Unfortunately, I’ve seen assumptions of security fail in my career - a small business owner’s son use bitlocker on his desktop to keep billables there. The drive is SED and requires a password on power-up. The desktop has a TPM module and bitlocker auto-unlocks base on the key stored in its secure realm. He uses a fingerprint scanner embedded on the keyboard and a relatively long password on his local account.
He also let his fiancée have an account on the machine (so she can login and do some online shopping while he’s dealing with customers) and the password she set was trivial. To compound that issue, both accounts have local admin privileges (who knows why he made the account for her that way), so the scumbag future brother-in-law was able to shoulder surf her while he’s gone, and while she’s indisposed, login as her and browse his files from her account to get to the poor guy’s bank info (actually, as I remember correctly her idle timeout was set to 15 while he was on 3 or 5, so the password might not be needed).
He ended up swallowing about mid-5 digits in monetary losses, and certain...interests got involved with disciplinary action against the poor slob’s brother-in-law. Let's just say that he had to schedule 2 family gatherings that year.
Does that mean that the security scheme failed?
Not really. The question is about how the scheme failed and what we can do to strengthen the scheme.

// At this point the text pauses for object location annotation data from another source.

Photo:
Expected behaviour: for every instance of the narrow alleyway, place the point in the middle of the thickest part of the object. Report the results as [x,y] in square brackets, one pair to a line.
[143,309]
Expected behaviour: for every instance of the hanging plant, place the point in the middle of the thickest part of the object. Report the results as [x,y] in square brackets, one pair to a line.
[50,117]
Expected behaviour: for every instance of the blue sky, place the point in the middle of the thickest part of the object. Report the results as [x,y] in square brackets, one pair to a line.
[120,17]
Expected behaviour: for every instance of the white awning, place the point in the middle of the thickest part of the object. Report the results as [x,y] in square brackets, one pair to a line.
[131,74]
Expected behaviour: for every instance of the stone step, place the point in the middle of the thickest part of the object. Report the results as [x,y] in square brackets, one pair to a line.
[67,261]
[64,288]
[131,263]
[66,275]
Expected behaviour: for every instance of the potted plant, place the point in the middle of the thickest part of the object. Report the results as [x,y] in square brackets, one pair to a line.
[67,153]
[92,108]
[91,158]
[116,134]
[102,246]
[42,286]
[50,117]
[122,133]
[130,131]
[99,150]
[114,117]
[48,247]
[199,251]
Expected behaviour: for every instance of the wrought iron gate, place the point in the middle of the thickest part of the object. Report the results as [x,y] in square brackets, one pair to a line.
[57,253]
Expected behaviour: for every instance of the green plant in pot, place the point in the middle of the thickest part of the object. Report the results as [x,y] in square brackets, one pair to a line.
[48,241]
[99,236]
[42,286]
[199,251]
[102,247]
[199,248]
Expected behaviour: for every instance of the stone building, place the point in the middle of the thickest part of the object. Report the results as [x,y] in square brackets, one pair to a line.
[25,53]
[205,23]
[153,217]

If the machine was stolen and someone powered it up, unless the fingerprint matches and the login password was known, it’ll be neigh impossible to read the contents of the bitlocker drive. Yanking the drive for offsite analysis won’t help either, the SED blocks access until the power-on password is typed in, it wouldn’t have the bitlocker unlock key stored in the TPM, and removing the platter for analysis won’t help very much either. If the machine was setup to enforce password complexity, biometrics and a short idle timeout period for every account, or new accounts are not configured as local admins, then the fiancee’s account would not have been such easy low hanging fruit to compromise data-in-flight. If the guy was smart enough to make a veracrypt container on the drive for the billables/bank info, only mounted as needed (the drive auto-unmount with an auto-timeout), then the fact that the future missus has an easily shoulder-surfed account password and has the implicit right to see someone else’s user content might not have been the issue that ending up costing him a few questionable electronic bank transfers. Good defense is done in-depth and with a holistic approach to risk.

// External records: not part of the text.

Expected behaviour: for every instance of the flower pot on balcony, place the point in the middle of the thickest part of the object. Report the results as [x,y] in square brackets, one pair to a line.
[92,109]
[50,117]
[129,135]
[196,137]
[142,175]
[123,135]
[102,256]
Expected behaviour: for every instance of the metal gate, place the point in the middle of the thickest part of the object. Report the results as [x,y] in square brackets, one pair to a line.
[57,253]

I didn’t even bother with volume encryption on the work NAS - the NAS sits in a locked and armored server room with 24/7 surveillance, cloud storage and egress logs, there’s no need to repeatedly mount or dismount volumes on the NAS. To mount a given fileshare for the finance department the user has to be in the AD group for finance, has to be in a file share where he/she has privileges, the NAS uses SMBv3 (which encrypts data in flight), the client machine must be joined to AD with group policies pushed (no trivial passwords, passwords aging, no short password history, machine enforces workstation lock-on-idle after a few minutes), the machine must be compliant with Microsoft Intune (windows 10 Pro, recently patched, antimalware reports good state, firewall is up and running, no unauthorized software detected, TPM up, bitlocker is up and at AES-256) the connectivity is done using Ethernet with port level authentication via 802.11x and the user’s AD credentials, and only for specific network ports in the finance department. The auditors might suggest NAS volume encryption, but they are comfortable with the other steps made to secure the data and signed off on the scheme.
Even for home you can enable a scheme to protect your data, like only making certain volumes are only available from a specific net mask/WiFi ssid, only allowing sshfs on that volume, and triggering server-side dismount-on-idle.